Ironically, I had just released this afternoon a small upgrade for Spam Karma with a much-needed toned down deny message (see change logs for details). After all, spambots won’t read the message, and I don’t need to be an household object of hatred for the next 10 generations of frustrated bloggers, so a little politeness and explanations cannot hurt.

In other SK news, a quick Google search indicates that there are about 164.000 pages mentioning the string “spam karma” and 85,000 pages featuring SK’s standard “Advice to spammers” message. I have only one thing to say: Wow. Thanks.

I also guess that means I should get off my ass and start working on a kick-ass version 2.0. And I will. One day…

To be honest, I am quite ashamed by the current level of result of SK 1.x… It needs some serious reworking, and the addition of a few filters I have been pondering for the past few weeks. Unfortunately, gainful employment still has the priority over fun spam-kicking projects, so it will have to wait.


  1. Ha! in that case, I think I might have an idea about the culprit: the RBL filter in Spam Karma runs the commenter email address through different real-time database of known spammer IPs. These databases are also used by many email servers.

    It would appear that our Fijian friends are quite heavy on the spamming and/or have a very limited range of IPs, resulting in most people being on these blacklists.

    I would recommend you disable SK’s RBL filters (SK can do perfectly good without them): that should help a lot… Unfortunately, there’s no such easy fix for email, short of asking your ISP to be more lenient…

  2. Hi Dr. Dave,
    Aren’t you a kind of SunZi in the Japanese blogosphere and isn’t it dangerous once one gets official recognition? It’s sweet to become honoured and rewarded, but it’s hard to come to ground again! Always remember 九變篇第八!

  3. Lucas,

    SunTzu, heh?
    Huh, I don’t know if we are there yet. Plus I must admit that my reading of the Art of War goes back at least 10 years and didn’t make strong enough an impression on me to remember any important tactical detail at this point.
    It certainly sure is sweet to see something I’ve made become useful for so many useful. It’s also quite frustrating given the limited amount of time and resources I can afford to spend on this (but isn’t it always the case after all).
    As for the danger you are mentioning, I must admit I am not quite sure on what you mean… Are you alluding to a potential misplaced bloating of the ego? If that’s the case, let me reassure you right away: I have already such an inflated preconception of my own person, that it can hardly get any worse.

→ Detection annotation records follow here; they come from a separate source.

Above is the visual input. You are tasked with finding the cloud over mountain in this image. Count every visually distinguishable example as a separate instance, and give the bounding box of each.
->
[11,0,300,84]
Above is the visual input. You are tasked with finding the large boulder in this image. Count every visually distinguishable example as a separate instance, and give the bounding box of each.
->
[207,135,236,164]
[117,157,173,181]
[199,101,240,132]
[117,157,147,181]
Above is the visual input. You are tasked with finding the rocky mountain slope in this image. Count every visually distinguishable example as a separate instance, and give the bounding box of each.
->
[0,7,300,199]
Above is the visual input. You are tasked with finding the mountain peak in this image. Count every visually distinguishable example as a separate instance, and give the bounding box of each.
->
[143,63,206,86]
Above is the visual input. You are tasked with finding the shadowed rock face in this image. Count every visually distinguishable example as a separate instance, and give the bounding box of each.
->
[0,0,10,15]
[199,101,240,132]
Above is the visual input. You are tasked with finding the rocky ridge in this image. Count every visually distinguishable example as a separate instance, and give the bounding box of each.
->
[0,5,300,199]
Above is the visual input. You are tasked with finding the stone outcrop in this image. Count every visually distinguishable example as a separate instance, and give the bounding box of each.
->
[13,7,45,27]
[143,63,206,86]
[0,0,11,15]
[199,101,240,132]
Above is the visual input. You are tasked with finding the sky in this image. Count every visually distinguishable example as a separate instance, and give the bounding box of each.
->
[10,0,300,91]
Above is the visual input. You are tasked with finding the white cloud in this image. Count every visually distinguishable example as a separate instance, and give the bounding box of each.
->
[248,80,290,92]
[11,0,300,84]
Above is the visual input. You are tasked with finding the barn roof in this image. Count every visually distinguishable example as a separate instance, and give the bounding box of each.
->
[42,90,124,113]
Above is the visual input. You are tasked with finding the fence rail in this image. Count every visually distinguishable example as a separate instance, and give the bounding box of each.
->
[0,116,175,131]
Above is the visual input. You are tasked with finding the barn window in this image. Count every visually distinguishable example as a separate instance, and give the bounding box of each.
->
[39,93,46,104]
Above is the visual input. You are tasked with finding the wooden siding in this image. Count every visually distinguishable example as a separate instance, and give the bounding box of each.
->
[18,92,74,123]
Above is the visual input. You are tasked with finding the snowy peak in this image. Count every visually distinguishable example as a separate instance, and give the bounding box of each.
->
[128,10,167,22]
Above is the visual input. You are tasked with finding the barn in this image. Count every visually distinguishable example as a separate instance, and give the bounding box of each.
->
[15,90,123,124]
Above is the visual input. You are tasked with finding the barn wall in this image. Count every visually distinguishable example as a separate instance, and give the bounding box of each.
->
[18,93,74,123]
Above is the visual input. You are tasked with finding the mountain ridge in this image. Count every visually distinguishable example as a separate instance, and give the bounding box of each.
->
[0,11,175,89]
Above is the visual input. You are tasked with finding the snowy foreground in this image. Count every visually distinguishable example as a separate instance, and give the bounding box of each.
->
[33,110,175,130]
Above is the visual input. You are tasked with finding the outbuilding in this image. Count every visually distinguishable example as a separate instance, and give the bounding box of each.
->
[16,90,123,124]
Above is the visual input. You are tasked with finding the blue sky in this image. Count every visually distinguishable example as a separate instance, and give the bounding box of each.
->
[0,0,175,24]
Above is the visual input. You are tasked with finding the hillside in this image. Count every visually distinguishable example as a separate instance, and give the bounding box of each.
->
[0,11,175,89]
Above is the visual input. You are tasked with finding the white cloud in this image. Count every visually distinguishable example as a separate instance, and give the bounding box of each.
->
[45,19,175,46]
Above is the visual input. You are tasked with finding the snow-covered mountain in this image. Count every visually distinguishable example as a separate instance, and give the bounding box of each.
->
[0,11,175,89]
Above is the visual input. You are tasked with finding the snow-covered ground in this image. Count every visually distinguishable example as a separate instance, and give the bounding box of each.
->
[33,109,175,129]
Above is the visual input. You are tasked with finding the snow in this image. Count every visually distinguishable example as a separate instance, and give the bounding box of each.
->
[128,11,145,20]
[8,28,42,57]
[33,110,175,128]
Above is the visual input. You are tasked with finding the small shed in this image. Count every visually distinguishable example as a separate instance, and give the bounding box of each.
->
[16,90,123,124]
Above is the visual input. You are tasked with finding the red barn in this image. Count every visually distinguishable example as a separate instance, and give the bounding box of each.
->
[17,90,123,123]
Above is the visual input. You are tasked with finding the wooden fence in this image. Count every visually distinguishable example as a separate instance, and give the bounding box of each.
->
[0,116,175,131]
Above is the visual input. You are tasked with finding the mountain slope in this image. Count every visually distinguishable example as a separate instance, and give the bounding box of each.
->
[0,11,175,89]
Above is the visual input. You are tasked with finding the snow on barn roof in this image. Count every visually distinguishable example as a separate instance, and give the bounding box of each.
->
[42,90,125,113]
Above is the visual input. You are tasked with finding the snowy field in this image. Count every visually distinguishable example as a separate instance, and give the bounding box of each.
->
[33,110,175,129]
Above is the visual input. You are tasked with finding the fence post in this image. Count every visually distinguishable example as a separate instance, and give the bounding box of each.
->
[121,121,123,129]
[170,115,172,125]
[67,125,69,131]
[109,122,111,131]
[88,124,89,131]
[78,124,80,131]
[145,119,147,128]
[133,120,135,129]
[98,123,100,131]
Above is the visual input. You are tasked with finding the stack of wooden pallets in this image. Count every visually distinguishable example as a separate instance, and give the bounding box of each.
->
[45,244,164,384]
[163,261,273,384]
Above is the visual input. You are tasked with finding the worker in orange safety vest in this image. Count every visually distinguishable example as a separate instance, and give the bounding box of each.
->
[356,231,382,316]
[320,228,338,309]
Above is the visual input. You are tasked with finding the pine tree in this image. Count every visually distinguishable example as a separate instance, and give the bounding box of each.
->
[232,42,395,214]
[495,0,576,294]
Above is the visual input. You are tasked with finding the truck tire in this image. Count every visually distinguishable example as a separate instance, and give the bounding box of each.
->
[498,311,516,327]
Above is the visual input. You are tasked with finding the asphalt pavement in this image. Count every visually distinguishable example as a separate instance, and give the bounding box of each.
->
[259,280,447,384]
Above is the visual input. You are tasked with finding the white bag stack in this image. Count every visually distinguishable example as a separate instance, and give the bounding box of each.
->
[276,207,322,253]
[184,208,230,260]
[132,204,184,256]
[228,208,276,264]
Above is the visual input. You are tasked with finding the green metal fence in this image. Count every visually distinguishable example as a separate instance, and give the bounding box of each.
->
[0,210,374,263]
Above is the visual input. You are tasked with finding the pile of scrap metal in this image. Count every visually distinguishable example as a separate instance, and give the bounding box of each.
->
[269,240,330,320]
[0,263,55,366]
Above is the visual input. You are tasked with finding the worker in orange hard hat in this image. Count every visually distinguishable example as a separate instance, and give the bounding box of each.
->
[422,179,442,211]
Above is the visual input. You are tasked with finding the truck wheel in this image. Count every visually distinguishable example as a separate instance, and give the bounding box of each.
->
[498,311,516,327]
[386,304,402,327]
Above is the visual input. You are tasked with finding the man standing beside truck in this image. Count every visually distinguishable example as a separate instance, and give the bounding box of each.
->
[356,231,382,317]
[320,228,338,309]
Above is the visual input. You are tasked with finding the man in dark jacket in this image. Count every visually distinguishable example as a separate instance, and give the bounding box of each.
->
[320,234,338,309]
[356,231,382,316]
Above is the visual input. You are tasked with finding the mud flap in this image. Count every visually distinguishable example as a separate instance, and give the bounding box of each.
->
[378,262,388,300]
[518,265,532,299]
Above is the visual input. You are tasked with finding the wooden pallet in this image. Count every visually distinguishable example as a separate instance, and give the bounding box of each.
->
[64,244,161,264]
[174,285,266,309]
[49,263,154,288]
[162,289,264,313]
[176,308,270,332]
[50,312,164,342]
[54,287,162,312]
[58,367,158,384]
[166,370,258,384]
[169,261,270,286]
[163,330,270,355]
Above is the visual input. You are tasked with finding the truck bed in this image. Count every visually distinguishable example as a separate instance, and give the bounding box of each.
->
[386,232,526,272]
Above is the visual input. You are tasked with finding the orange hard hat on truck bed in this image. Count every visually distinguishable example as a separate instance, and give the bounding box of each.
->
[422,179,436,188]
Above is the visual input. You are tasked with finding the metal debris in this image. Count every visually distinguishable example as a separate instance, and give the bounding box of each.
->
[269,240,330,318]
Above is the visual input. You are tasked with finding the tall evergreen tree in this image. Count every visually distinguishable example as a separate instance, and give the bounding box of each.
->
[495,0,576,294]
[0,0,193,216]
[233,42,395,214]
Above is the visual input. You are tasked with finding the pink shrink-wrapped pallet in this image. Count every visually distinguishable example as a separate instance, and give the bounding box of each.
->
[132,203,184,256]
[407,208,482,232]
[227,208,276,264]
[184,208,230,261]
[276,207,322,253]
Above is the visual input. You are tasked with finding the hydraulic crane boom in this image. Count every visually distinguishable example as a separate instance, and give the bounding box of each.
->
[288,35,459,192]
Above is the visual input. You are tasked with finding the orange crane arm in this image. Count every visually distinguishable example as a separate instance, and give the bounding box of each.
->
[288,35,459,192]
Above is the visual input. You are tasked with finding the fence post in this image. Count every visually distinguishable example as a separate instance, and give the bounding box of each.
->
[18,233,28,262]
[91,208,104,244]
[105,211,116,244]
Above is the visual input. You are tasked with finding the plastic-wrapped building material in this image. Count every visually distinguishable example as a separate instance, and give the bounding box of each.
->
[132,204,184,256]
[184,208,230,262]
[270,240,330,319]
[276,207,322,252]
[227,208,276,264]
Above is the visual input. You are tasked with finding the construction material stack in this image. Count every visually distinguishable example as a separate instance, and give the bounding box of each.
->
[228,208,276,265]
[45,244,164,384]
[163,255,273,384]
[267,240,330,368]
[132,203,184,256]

    As for the risk of losing the “security through obscurity” advantage that befalls any new tool (spam plugin or otherwise) upon its introduction: I think we have long been taken out of that and undergone intense scrutiny from our spammer friends. Beside, this was one of my guiding principles while writing this plugin (I believe I did explain my position on these “quick and dirty” stop-spam plugins that keep wasting everybody’s time in some other entry). SunTzu certainly had a point about discretion and controlling what your ennemies know of you, but the Internet didn’t exist back then. Nowadays, you ought to build your weapons with the assumption that your enemy is reading the blueprints all along.

    BTW, my Chinese is rather rusty, and the Japanese reading of your citation doesn’t help me all that much: something about the 8th chapter (of SunTzu’s?) and 9 changes? mmn, care to tell me more?